ST. PETERSBURG, Fla. -- With telephone and Internet service severely wiped out across the Bahamas, people in the United States are struggling to get in touch with their loved ones.
In many cases, they don’t know where they are staying, if they are injured or if they have anything to eat.
A local business, North Sails, is using their own connections to provide those answers.
“What you are seeing is we are converting my business into a de facto communication and command center,” said owner Brian Malone.
Malone’s heritage in the Bahamas goes back centuries, specifically Hope Town, where he grew up.
“Seventh, eighth and ninth generation from Wyannie Malone, she settled the island in 1785 as one of the settlers,” said Brian’s wife Kathleen Robinson-Malone.
“My parents are on the island, my brother in-law, numerous cousins,” said Brian Malone.
His family survived Dorian, but their homes did not.
“I’m actually relieved that I don’t have to worry about our properties right now, I can focus entirely on the health and welfare of the people that are there,” said Malone.
So, the Malones and their extended family here in St. Petersburg are bridging the communication gap between the island and the United States.
“We were able to get a Sat phone on the island yesterday and we are coordinating with individuals on the island,” said Robinson-Malone.
They are in the process of making a list of everyone in Hope Town, where they are staying and their condition.
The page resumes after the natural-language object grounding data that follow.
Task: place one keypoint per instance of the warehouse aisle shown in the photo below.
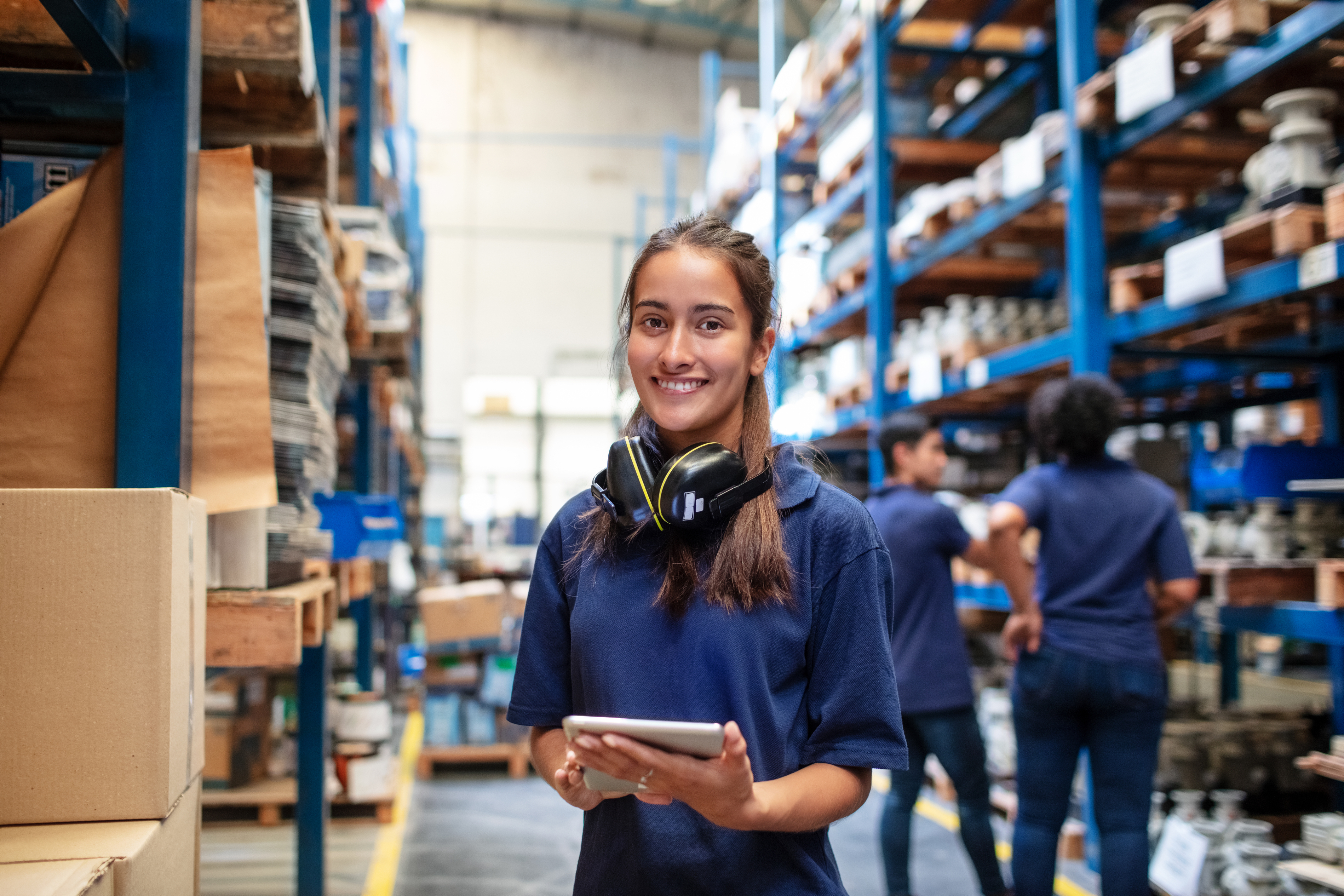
(246, 860)
(484, 835)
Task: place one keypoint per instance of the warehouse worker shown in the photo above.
(933, 668)
(1084, 632)
(776, 620)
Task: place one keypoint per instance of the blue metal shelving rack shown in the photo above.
(146, 70)
(1093, 335)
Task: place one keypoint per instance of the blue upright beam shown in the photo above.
(1085, 242)
(96, 27)
(365, 425)
(312, 809)
(159, 245)
(771, 57)
(366, 125)
(362, 612)
(877, 213)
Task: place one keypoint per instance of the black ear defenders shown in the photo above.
(697, 490)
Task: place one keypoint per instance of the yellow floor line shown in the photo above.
(388, 852)
(947, 819)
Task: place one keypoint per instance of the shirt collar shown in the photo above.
(795, 480)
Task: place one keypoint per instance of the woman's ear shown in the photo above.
(761, 351)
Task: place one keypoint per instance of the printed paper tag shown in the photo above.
(1318, 265)
(1194, 271)
(977, 373)
(1179, 859)
(1025, 164)
(925, 377)
(1144, 78)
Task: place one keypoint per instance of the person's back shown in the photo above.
(1104, 529)
(1089, 672)
(929, 649)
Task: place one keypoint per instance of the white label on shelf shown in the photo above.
(977, 373)
(925, 377)
(1194, 271)
(1144, 78)
(1025, 164)
(1179, 859)
(1319, 265)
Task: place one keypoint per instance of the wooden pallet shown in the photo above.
(516, 756)
(1330, 585)
(271, 796)
(1247, 584)
(1250, 241)
(268, 628)
(1209, 35)
(252, 91)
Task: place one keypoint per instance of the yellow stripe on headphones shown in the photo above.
(640, 477)
(670, 473)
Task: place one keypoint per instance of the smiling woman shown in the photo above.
(777, 622)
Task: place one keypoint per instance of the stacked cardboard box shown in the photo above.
(472, 633)
(103, 656)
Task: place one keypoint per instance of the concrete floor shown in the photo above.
(245, 860)
(490, 836)
(484, 835)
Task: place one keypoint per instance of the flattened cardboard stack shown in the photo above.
(103, 656)
(308, 362)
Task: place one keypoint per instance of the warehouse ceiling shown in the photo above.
(727, 26)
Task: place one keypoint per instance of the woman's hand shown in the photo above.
(1022, 631)
(721, 789)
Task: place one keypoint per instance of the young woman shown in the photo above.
(1089, 671)
(777, 624)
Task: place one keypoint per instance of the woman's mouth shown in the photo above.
(679, 386)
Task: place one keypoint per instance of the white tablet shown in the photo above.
(702, 739)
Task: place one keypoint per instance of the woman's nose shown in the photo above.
(677, 351)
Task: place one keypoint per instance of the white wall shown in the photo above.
(522, 237)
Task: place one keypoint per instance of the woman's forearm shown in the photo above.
(809, 799)
(549, 747)
(1007, 523)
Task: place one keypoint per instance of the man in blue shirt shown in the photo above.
(933, 668)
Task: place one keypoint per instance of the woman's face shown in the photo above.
(691, 351)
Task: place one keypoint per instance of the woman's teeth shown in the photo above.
(682, 386)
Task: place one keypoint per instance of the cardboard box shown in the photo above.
(147, 858)
(464, 613)
(101, 652)
(73, 878)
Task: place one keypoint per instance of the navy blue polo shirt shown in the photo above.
(929, 651)
(1105, 529)
(809, 683)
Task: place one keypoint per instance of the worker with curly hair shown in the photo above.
(1084, 632)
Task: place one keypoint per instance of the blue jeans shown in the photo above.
(954, 737)
(1063, 702)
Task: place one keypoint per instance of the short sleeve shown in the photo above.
(1027, 493)
(949, 535)
(1170, 550)
(542, 694)
(854, 711)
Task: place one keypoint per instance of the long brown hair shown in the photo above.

That information will soon be posted on the Hope Town Volunteer Fire and Rescue's Facebook page.
“They have the elderly and the informed in a location with a generator and keeping them cool, they have the kids in another location keeping them cool, they have multiple kitchens that they are feeding and providing meals to the whole community,” said Robinson-Malone. “We want to let people know their families are safe and taken care of.”